Input Dataset Ingestion¶
This guide covers how to ingest and process input datasets for the OCR (Open Climate Risk) project using the unified CLI infrastructure.
Overview¶
The input dataset infrastructure provides a consistent interface for ingesting both tensor (raster/Icechunk) and vector (GeoParquet) datasets:
Quick Start¶
Discovery¶
List all available datasets:
Processing¶
Process a dataset (always dry run first to preview):
# Preview operations (recommended first step)
pixi run ocr ingest-data run-all scott-et-al-2024 --dry-run
# Execute the full pipeline
pixi run ocr ingest-data run-all scott-et-al-2024
# Use Coiled for distributed processing
pixi run ocr ingest-data run-all scott-et-al-2024 --use-coiled
Dataset-Specific Options¶
Different datasets support different processing options:
# Vector datasets: Overture Maps - select data type
pixi run ocr ingest-data process overture-maps --overture-data-type buildings
# Vector datasets: Census TIGER - select geography and states
pixi run ocr ingest-data process census-tiger \
--census-geography-type tracts \
--census-subset-states California --census-subset-states Oregon
Available Datasets¶
Our processed input dataset have been transfered to a public AWS bucket in us-west-2 hosted by the Source Cooperative project.
Tensor Datasets (Raster/Icechunk)¶
scott-et-al-2024¶
USFS Wildfire Risk to Communities (2nd Edition)
- RDS ID: RDS-2020-0016-02
- Version: 2024-V2
- Source: USFS Research Data Archive
- Resolution: 30m (EPSG:4326), native 270m (EPSG:5070)
- Coverage: CONUS
- Variables: BP (Burn Probability), CRPS (Conditional Risk to Potential Structures), CFL (Conditional Flame Length), Exposure, FLEP4, FLEP8, RPS (Relative Proportion Spread), WHP (Wildfire Hazard Potential)
Pipeline:
- Download 8 TIFF files from USFS Box (one per variable)
- Merge TIFFs into Icechunk store (EPSG:5070, native resolution)
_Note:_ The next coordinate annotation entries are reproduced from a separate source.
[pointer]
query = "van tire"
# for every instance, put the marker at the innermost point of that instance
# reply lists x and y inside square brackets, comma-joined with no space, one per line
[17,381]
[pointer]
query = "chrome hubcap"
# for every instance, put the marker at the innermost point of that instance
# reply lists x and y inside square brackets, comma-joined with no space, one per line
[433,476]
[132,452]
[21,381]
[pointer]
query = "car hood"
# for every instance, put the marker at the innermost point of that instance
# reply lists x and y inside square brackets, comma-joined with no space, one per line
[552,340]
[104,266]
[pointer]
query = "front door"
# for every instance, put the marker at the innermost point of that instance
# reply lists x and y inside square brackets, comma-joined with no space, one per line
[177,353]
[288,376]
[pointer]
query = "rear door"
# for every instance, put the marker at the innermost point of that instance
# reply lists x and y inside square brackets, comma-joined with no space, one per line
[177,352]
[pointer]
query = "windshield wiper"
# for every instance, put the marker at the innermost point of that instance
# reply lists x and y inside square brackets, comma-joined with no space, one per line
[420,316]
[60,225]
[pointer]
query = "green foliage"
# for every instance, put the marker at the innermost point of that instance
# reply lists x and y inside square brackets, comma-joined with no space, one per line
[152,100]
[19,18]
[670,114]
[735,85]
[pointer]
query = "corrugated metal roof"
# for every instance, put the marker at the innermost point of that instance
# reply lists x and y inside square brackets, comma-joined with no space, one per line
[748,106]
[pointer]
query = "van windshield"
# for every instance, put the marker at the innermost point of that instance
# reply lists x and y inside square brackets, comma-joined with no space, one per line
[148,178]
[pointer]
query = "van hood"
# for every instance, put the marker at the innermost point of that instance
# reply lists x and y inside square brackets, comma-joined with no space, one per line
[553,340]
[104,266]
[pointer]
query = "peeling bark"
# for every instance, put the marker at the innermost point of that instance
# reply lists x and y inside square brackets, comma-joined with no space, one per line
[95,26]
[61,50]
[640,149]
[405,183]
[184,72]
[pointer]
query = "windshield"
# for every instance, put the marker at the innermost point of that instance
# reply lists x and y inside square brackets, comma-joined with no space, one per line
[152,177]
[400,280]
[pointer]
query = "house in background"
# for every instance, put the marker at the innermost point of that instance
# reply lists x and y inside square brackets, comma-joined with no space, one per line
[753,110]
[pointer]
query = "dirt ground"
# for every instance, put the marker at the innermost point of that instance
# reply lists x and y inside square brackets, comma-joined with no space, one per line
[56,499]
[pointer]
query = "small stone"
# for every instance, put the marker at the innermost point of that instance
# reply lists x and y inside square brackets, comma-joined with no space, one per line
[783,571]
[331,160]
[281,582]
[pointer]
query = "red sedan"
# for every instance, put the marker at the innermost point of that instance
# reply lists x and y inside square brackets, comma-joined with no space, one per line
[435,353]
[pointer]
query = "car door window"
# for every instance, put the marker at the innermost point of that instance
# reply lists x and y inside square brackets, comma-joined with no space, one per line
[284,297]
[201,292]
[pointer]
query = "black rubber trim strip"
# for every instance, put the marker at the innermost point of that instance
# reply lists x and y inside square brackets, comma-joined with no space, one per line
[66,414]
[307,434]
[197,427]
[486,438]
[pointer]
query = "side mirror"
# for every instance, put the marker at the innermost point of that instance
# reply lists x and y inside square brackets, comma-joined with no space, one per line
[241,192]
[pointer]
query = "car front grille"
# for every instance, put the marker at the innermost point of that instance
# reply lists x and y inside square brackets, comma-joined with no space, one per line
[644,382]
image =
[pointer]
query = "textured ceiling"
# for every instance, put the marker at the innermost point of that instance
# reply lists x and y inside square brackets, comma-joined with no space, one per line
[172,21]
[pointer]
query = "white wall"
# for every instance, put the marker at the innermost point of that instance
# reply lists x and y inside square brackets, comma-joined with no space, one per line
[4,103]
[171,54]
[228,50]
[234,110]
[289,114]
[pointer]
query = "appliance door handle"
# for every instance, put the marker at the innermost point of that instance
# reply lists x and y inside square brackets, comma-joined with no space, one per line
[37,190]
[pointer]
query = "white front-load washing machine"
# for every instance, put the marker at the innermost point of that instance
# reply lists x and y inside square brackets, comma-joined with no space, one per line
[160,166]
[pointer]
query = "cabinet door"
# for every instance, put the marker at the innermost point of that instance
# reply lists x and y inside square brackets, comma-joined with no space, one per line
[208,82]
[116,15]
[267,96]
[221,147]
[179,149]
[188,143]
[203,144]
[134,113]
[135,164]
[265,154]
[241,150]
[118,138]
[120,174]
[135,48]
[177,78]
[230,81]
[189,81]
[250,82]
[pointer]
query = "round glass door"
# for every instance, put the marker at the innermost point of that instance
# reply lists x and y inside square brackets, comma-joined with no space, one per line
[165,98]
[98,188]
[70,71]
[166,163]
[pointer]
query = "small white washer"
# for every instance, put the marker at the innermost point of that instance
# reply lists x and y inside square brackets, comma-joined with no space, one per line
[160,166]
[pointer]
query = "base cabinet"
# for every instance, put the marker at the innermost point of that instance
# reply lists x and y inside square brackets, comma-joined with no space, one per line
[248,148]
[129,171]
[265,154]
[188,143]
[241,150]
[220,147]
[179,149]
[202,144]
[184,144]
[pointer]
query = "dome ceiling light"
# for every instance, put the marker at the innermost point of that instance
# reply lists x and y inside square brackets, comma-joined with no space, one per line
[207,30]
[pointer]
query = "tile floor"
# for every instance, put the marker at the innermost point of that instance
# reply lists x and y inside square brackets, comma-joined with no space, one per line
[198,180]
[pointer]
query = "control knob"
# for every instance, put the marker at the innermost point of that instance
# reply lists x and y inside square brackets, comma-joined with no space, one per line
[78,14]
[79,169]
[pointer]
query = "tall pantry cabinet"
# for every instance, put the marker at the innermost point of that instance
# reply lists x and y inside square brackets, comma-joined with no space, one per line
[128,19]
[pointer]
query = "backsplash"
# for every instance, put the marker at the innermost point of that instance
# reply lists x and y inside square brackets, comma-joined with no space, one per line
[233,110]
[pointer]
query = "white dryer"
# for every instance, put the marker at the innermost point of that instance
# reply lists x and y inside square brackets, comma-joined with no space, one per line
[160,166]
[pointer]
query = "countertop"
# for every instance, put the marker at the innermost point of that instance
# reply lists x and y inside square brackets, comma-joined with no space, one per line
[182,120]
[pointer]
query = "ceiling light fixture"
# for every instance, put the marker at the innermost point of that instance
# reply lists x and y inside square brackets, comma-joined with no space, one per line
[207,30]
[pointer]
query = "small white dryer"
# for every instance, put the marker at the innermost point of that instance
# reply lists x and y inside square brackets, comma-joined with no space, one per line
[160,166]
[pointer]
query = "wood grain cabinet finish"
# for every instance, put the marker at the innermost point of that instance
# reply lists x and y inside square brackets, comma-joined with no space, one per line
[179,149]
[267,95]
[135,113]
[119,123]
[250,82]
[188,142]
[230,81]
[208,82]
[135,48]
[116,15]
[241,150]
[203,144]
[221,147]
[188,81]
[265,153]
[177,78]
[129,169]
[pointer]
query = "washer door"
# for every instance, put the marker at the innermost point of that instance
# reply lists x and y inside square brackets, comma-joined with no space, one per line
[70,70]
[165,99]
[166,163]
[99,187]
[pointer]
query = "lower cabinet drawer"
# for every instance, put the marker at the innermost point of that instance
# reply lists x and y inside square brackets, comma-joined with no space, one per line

- Reproject to EPSG:4326 at 30m resolution
Usage:
# Full pipeline
pixi run ocr ingest-data run-all scott-et-al-2024 --dry-run
pixi run ocr ingest-data run-all scott-et-al-2024 --use-coiled
# Individual steps
pixi run ocr ingest-data download scott-et-al-2024
pixi run ocr ingest-data process scott-et-al-2024 --use-coiled
Outputs:
- Raw TIFFs:
s3://us-west-2.opendata.source.coop/carbonplan/carbonplan-ocr/input/fire-risk/tensor/USFS/RDS-2020-0016-02/input_tif/ - Native Icechunk:
s3://us-west-2.opendata.source.coop/carbonplan/carbonplan-ocr/input/fire-risk/tensor/USFS/RDS-2020-0016-02_all_vars_merge_icechunk/ - Reprojected:
s3://us-west-2.opendata.source.coop/carbonplan/carbonplan-ocr/input/fire-risk/tensor/USFS/scott-et-al-2024-30m-4326.icechunk/
riley-et-al-2025¶
USFS Probabilistic Wildfire Risk - 2011 & 2047 Climate Runs
- RDS ID: RDS-2025-0006
- Version: 2025
- Source: USFS Research Data Archive
- Resolution: 30m (EPSG:4326), native 270m (EPSG:5070)
- Coverage: CONUS
- Variables: Multiple climate scenarios (2011 baseline, 2047 projections)
Pipeline:
- Download TIFF files for both time periods
- Process and merge into Icechunk stores
- Reproject to EPSG:4326 at 30m resolution
Usage:
Outputs:
- Reprojected:
s3://us-west-2.opendata.source.coop/carbonplan/carbonplan-ocr/input/fire-risk/tensor/USFS/riley-et-al-2025-30m-4326.icechunk/
dillon-et-al-2023¶
USFS Spatial Datasets of Probabilistic Wildfire Risk Components (270m, 3rd Edition)
- RDS ID: RDS-2016-0034-3
- Version: 2023
- Source: USFS Research Data Archive
- Resolution: 30m (EPSG:4326), native 270m (EPSG:5070)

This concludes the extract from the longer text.